さらに、私たちがささげている聖餐式という礼拝は加えて贅沢な時間です。なぜなら、聖餐式とは神が私たち人間のことをどれほどに大切にしてくださっておられるのかということを改めて思い起こすひと時だからです。聖餐式とは、共に食卓を囲むことを思い起こす礼拝です。昨今は、家族や友達と食卓を囲んで、話をしていろいろな心の想いを分かち合いながら過ごすことも少なくなってきているようです。ここにも、コロナの影響が見られます。聖餐式では、この聖卓を中心にこの場に集められた一人ひとりの心の想いを神さまのみ前にさらけ出して、祈りの中で分かち合うことを大切にしています。
私たちのいのちは、私たちを創られた人間の力を大きく超えた力を持っておられる神が、その立場を捨てて人間の姿になられ、死なれるという、かくも尊い犠牲の上にあるものである。それほどに私たちのいのちは尊いものである。数々の奇跡の積み重ね、今まで私たちを支えてくださった家族や友人、大切な方々が「あなたのために」といって自分の損得など顧みることなく、私たちのことを励まし支えてくれたからこそ、今の私たちがあるということを、この聖餐式を通して私たちは実感するのです。
新型コロナウイルスは、痛みを抱えている方々との交わりのひと時を奪い去りましたし、そのために大切な人とのかけがえのない時間を奪われたという方もきっと私たちの間に、私たちに身近に少なからずいらっしゃることだと想像します。

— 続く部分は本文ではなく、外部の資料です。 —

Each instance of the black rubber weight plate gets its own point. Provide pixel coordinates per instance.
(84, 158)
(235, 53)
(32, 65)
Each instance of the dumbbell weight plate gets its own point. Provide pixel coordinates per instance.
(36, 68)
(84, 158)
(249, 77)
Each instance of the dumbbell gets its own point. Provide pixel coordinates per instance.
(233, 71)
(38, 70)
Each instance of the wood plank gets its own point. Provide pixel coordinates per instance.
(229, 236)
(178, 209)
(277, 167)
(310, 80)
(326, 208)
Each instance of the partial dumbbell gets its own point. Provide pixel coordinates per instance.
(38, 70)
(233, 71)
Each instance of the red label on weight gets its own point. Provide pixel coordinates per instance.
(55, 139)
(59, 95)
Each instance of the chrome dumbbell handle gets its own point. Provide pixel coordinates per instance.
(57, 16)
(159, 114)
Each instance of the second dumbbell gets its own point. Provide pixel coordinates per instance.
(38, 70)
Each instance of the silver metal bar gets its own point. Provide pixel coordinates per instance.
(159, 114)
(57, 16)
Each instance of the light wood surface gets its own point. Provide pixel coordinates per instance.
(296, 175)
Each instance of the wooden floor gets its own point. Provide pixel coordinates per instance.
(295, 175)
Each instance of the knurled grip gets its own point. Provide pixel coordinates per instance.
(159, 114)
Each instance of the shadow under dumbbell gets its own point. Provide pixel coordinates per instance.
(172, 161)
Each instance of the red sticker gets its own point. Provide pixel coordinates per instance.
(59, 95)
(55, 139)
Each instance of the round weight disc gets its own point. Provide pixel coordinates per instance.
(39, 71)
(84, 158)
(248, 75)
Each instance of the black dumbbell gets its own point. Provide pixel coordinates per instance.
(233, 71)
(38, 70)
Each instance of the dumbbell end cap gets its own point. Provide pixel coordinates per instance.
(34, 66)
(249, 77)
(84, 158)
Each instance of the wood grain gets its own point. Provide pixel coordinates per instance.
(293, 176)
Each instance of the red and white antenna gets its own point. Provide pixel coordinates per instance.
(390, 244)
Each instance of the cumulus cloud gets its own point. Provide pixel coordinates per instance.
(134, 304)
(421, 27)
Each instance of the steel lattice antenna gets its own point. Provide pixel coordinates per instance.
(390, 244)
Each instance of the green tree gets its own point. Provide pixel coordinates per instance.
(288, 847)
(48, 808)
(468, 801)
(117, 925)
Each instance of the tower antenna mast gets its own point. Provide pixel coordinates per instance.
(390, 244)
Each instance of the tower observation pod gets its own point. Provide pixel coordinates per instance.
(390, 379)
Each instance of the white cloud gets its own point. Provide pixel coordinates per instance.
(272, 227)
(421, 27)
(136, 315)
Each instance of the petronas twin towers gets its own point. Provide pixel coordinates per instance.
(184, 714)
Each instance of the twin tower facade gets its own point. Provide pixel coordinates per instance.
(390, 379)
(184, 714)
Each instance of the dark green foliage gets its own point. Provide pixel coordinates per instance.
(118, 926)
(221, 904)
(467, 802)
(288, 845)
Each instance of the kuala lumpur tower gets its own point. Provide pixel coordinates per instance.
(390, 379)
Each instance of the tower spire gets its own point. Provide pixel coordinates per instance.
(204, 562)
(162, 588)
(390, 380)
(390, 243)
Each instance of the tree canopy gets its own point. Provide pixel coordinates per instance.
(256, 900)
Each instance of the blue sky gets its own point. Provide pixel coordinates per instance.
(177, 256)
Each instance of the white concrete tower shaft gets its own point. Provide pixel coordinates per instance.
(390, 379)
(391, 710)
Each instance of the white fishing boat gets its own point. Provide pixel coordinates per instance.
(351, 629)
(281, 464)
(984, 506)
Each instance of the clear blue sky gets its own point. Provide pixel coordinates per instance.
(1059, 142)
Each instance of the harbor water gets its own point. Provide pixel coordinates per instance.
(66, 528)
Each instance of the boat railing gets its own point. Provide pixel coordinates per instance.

しかし、私たちが逝去された方と出会い、たくさん与えられた思い出や目に見えないつながりは永遠に失われることがありません。夢枕に立つこともあるでしょうし、日ごろの生活の中でふっと「その人の言葉を思い出すこともあるでしょう。この世でのご生涯を終えて、肉体を失ってもなお、共にいてさまざまな出会いを通して私たちに「互いの命を大切にしあい、地上のすべての被造物とともに生きなさい」というメッセージを語り続けてくださる主イエスのように、大阪城南キリスト教会に連なるお一人おひとりが、これからも私たちとともにいてくださり、いつでも励まし続けてくださると私は信じています。